DataScience Workbook / 07: Data Acquisition and Wrangling / 1. Remote data access / 1.2. Remote data download

Introduction

Downloading data from online and remote resources can be a challenging task, particularly when dealing with large datasets or complex or dynamic web pages. However, many tools and techniques are available to simplify this process and allow users to download data with ease. In this section, we will focus on the command-line approaches for downloading data from online and remote resources. It will cover popular tools and provide practical examples of how to use them to download data from various online resources.

If you rather are interested in transferring files between remote computing machines than downloading data from online resources, see the tutorials in section 07. Data Acquisition and Wrangling / Remote data access / Remote data transfer

Why data is available online?

Data and insights are available in online resources for several reasons. One of the primary motivations for researchers to create online repositories is to make it easier for users to access and use the data or knowledge. By storing in a centralized location, developers can provide a single source that users can access from anywhere with an internet connection. It also fosters collaboration and knowledge sharing by creating community of users who can learn from each other, share insights, and work together to solve problems. This can be particularly valuable in fields such as data science, where collaboration and sharing of insights are essential for advancing the field.

Benefits for users

One of the primary benefits is easy access to a large amount of data or knowledge.
Online end point can provide users with access to large datasets or libraries of information that would be difficult or impossible to share otherwise and for multiple users.

Additionally, online access platforms often provide a standardized and organized way of presenting data or knowledge, making it easier for users to find and use what they need.

Another benefit of making data available online is saving users time and effort.
Rather than manually collect data or information from various sources, users can access the data or information they need from a single up-to-date source.

Data available online

In most cases, the online interface visited by a user is simply a rendered frontend for content stored on a physical backend, such as an HPC storage or server located somewhere in the world. The online resources provide an easy & friendly way for users to access and interact with the data, which could be difficult to access otherwise.

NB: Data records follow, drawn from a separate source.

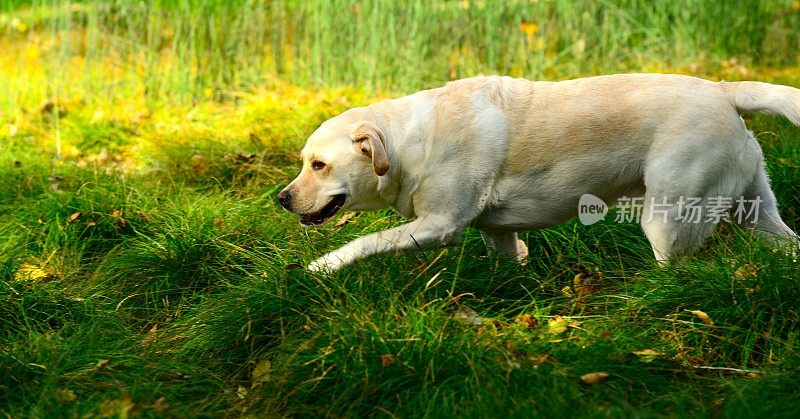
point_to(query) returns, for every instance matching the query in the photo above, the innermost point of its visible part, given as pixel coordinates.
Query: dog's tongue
(311, 220)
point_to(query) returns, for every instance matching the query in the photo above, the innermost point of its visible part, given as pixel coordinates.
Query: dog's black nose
(285, 198)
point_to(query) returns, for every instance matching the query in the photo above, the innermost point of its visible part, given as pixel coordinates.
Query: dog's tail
(753, 96)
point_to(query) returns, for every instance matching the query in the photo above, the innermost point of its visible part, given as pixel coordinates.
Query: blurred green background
(146, 269)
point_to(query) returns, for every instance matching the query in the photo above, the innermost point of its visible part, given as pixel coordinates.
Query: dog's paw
(326, 264)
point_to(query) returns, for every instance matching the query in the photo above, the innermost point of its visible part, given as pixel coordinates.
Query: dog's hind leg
(506, 245)
(670, 229)
(758, 210)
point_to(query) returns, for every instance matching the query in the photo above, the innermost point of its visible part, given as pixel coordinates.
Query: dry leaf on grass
(261, 372)
(648, 355)
(557, 325)
(467, 315)
(345, 219)
(702, 316)
(387, 360)
(527, 320)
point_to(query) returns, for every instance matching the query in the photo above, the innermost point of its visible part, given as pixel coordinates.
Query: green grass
(147, 270)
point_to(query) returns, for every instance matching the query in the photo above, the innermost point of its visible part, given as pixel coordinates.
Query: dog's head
(342, 162)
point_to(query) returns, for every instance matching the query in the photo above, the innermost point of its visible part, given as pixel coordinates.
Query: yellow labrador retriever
(504, 155)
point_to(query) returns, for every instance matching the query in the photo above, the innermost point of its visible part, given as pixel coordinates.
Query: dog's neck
(399, 122)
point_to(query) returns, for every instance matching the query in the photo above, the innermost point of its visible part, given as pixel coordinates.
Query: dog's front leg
(424, 232)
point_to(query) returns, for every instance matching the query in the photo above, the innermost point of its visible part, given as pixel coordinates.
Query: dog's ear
(369, 140)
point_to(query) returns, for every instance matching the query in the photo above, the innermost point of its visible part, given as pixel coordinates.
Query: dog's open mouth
(325, 213)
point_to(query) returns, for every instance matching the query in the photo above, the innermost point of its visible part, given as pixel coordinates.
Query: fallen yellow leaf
(527, 320)
(556, 325)
(702, 316)
(345, 219)
(648, 355)
(31, 272)
(260, 373)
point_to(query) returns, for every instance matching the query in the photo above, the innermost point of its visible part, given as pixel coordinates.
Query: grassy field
(147, 270)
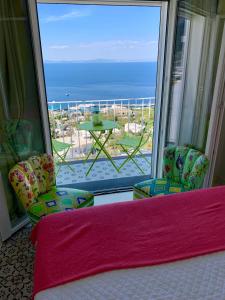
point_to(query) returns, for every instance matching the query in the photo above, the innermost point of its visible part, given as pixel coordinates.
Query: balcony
(131, 115)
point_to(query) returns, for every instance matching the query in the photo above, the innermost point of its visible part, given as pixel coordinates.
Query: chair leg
(144, 157)
(62, 157)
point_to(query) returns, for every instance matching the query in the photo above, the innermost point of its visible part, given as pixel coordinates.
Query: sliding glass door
(20, 118)
(192, 79)
(96, 55)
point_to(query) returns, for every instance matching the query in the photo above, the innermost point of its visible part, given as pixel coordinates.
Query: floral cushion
(22, 187)
(47, 164)
(183, 169)
(34, 184)
(27, 170)
(159, 186)
(198, 172)
(191, 158)
(35, 162)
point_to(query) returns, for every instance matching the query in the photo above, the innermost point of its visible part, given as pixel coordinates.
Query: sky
(72, 32)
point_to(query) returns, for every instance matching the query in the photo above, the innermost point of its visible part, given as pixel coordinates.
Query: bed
(170, 247)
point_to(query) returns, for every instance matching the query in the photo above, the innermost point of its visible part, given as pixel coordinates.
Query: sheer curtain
(20, 118)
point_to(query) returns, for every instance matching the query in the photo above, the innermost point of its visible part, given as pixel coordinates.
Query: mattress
(200, 278)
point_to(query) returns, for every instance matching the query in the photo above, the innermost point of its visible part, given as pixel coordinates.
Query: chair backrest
(20, 135)
(32, 177)
(185, 165)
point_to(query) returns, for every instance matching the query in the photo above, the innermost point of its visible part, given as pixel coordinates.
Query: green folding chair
(61, 149)
(132, 146)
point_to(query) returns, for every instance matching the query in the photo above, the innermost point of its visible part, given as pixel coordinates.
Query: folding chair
(132, 146)
(59, 147)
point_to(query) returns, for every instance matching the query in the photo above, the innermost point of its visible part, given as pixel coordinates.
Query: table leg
(102, 149)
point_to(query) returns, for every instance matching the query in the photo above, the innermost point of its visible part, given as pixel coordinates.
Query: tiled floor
(102, 170)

It’s worth noting, however, that there are some exceptions to this. For example, some web applications or services may use client-side technologies, such as JavaScript or WebAssembly, to process data or content directly in the user’s web browser, without sending the data back to the server for processing. In these cases, the online interface may play a more active role in manipulating the visible content.

Explore vs. Download

Graphical interfaces for online resources can be very useful for browsing, interacting, and analyzing data. These interfaces allow users to easily navigate through the available data, visualize it in various ways, and perform complex analysis tasks without needing to know complex command line tools or programming languages.

However, when it comes to downloading or copying data, a graphical interface may not always be the most efficient or convenient way to do so.

For example, if a user needs to download a large amount of data, it may take a long time to do so through the graphical interface, which may have limitations on the amount of data that can be downloaded at once.

For example, if a user needs to perform a repetitive or automated task, such as regularly downloading data from an online resource, using a graphical interface can be tedious and time-consuming.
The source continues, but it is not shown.